Associations between ketone bodies and fasting plasma glucose in individuals with post-pancreatitis prediabetes
Published in Archives of Physiology and Biochemistry, 2020
Sakina H. Bharmal, Sayali A. Pendharkar, Ruma G. Singh, David Cameron-Smith, Maxim S. Petrov
One mechanism could be the suppression of lipolysis by insulin, leading to a reduced availability of fatty acid substrates for ketogenesis. However, in individuals with dysregulated glucose homeostasis after AP, increased circulating levels of glycerol are suggestive of an upregulation of lipolysis (Gillies et al. 2017). That study also showed that there was no significant change in free fatty acid levels.
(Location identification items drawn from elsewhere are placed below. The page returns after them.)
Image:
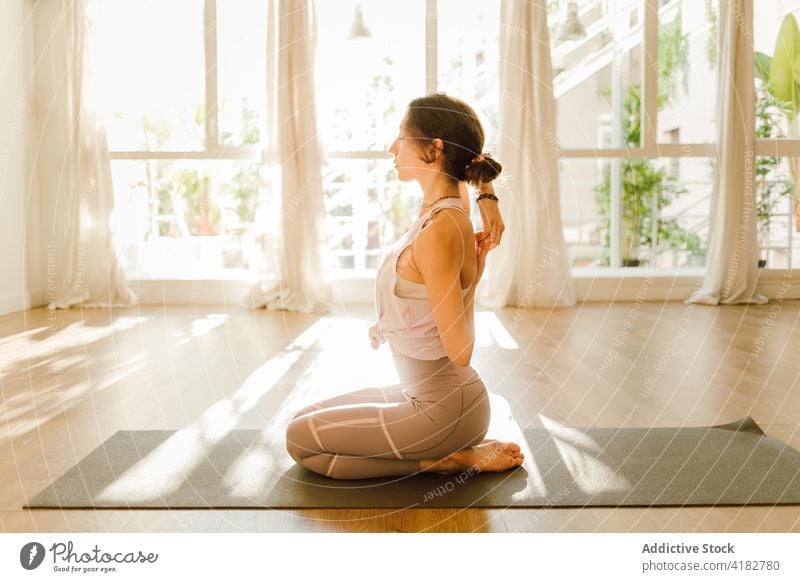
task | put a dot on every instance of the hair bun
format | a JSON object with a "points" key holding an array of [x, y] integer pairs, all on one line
{"points": [[482, 168]]}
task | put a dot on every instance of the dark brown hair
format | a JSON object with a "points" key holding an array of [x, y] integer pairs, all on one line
{"points": [[461, 132]]}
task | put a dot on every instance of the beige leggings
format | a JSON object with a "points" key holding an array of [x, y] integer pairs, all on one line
{"points": [[437, 409]]}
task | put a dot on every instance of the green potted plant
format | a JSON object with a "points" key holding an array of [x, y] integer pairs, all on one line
{"points": [[646, 190], [771, 186], [780, 77]]}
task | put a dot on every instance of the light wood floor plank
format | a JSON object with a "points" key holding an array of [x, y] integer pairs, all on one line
{"points": [[70, 379]]}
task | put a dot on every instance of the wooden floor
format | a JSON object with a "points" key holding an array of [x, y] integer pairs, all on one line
{"points": [[72, 378]]}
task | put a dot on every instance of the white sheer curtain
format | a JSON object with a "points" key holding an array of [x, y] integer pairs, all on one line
{"points": [[530, 268], [732, 263], [299, 281], [73, 165]]}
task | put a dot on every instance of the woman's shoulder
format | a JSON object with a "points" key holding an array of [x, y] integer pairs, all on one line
{"points": [[445, 229]]}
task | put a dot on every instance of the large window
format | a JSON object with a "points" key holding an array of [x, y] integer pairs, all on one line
{"points": [[182, 88], [633, 83], [182, 85], [635, 120], [777, 169]]}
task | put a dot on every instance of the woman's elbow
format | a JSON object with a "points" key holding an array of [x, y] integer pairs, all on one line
{"points": [[464, 357]]}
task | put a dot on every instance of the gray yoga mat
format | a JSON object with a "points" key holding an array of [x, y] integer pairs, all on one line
{"points": [[730, 464]]}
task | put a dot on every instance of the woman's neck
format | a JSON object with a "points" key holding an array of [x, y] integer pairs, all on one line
{"points": [[437, 190]]}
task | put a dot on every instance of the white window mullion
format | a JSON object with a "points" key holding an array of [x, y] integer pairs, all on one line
{"points": [[649, 112], [210, 43], [431, 47]]}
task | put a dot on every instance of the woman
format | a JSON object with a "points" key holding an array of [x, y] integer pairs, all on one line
{"points": [[435, 420]]}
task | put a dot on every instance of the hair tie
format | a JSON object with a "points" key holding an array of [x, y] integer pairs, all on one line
{"points": [[480, 158]]}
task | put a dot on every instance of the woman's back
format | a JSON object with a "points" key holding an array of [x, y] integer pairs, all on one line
{"points": [[449, 217]]}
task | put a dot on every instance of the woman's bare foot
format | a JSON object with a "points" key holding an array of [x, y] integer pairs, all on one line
{"points": [[489, 456]]}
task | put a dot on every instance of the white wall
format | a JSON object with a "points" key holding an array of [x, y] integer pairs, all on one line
{"points": [[21, 268]]}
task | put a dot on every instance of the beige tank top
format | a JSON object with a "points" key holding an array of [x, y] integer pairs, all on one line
{"points": [[405, 318]]}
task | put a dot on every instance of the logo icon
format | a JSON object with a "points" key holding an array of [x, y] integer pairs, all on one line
{"points": [[31, 555]]}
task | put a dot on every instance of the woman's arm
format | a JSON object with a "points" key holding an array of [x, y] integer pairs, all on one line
{"points": [[439, 254], [491, 218]]}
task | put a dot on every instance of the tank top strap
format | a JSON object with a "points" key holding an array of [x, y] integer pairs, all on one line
{"points": [[417, 227], [440, 205]]}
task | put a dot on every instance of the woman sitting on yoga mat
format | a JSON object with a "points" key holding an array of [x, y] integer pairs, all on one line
{"points": [[436, 419]]}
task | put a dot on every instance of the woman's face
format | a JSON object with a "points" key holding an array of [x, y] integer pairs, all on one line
{"points": [[407, 160]]}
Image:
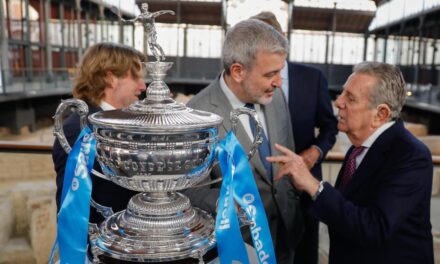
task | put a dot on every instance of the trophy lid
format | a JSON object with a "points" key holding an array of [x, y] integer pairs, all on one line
{"points": [[157, 112]]}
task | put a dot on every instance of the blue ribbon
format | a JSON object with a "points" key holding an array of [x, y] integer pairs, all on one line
{"points": [[73, 217], [239, 186]]}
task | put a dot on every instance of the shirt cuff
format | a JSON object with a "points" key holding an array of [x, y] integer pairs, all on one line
{"points": [[321, 154]]}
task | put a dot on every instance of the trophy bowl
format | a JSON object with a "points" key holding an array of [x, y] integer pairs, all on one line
{"points": [[142, 159], [156, 147]]}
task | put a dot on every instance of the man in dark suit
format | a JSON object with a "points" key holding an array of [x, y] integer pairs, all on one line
{"points": [[108, 77], [379, 209], [253, 56], [306, 92]]}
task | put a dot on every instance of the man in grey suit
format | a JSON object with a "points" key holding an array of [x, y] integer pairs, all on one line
{"points": [[253, 55]]}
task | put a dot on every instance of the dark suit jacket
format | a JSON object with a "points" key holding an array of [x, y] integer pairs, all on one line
{"points": [[383, 214], [103, 192], [280, 199], [310, 107]]}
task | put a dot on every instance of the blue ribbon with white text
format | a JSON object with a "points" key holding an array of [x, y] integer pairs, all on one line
{"points": [[73, 217], [239, 185]]}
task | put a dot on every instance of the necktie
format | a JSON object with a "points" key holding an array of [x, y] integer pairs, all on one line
{"points": [[264, 148], [350, 166]]}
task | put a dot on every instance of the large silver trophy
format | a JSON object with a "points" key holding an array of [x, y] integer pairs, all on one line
{"points": [[157, 147]]}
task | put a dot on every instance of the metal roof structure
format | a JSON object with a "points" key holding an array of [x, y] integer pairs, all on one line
{"points": [[352, 21]]}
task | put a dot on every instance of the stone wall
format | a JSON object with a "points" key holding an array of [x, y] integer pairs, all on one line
{"points": [[27, 206]]}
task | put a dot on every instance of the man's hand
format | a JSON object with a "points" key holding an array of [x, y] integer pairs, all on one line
{"points": [[293, 166], [310, 156]]}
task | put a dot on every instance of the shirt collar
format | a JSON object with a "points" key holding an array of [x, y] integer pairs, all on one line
{"points": [[370, 140], [233, 99], [106, 106]]}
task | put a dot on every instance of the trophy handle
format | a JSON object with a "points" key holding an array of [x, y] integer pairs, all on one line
{"points": [[80, 108], [258, 139]]}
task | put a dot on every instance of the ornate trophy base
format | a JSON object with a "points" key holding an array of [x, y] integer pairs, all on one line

These findings suggest that fatty acids are channelled towards re-esterification rather than ketogenesis, in the hyperinsulinaemic setting of PPP. Insulin stimulates the activity of enzyme acetyl-CoA carboxylase, which catalyses the formation of malonyl-CoA. Increase in the concentrations of malonyl-CoA inhibits carnitine acyltransferase 1, further inhibiting the entry of fatty acids into the mitochondria for oxidation to ketones (McGarry and Foster 1980, Johnston and Alberti 1982). These fatty acids could be shunted to triglyceride synthesis, as noted by increased serum triglyceride levels in individuals with altered glucose homeostasis after AP (Gillies et al.2017). The suppressive action of insulin is further supported by several significant associations between ketone bodies and indices of insulin resistance. In the present study, BHB was significantly inversely associated with adipose tissue-specific insulin resistance (as determined by Adipo-IR and IG indices), as well as general insulin resistance (as determined by HOMA-IR). β-hydroxybutyrate decreased by 0.10 mmol/L (p <.001) with every unit change in Adipo-IR and by 0.16 mmol/L (p = .007) with every unit change in IG index, in individuals with PPP. From these findings, it appears that, in the presence of hyperinsulinaemia, ketogenesis is suppressed, which favours a lipogenic profile in the post-pancreatitis setting. The other mechanism could be insulin’s effect on ketolysis. Several clinical studies have demonstrated peripheral utilisation of ketone bodies (in particular, BHB) to be linked to insulin concentrations (Hall et al.1984, Nosadini et al.1985, Keller et al.1988). Although we did not measure insulin’s effect on ketolysis, based on previous evidence it can be suggested that high circulating levels of insulin stimulate the extra-hepatic organs to metabolise BHB in order to generate energy. However, the exact mechanisms underlying utilisation of ketone bodies in PPP remain to be investigated.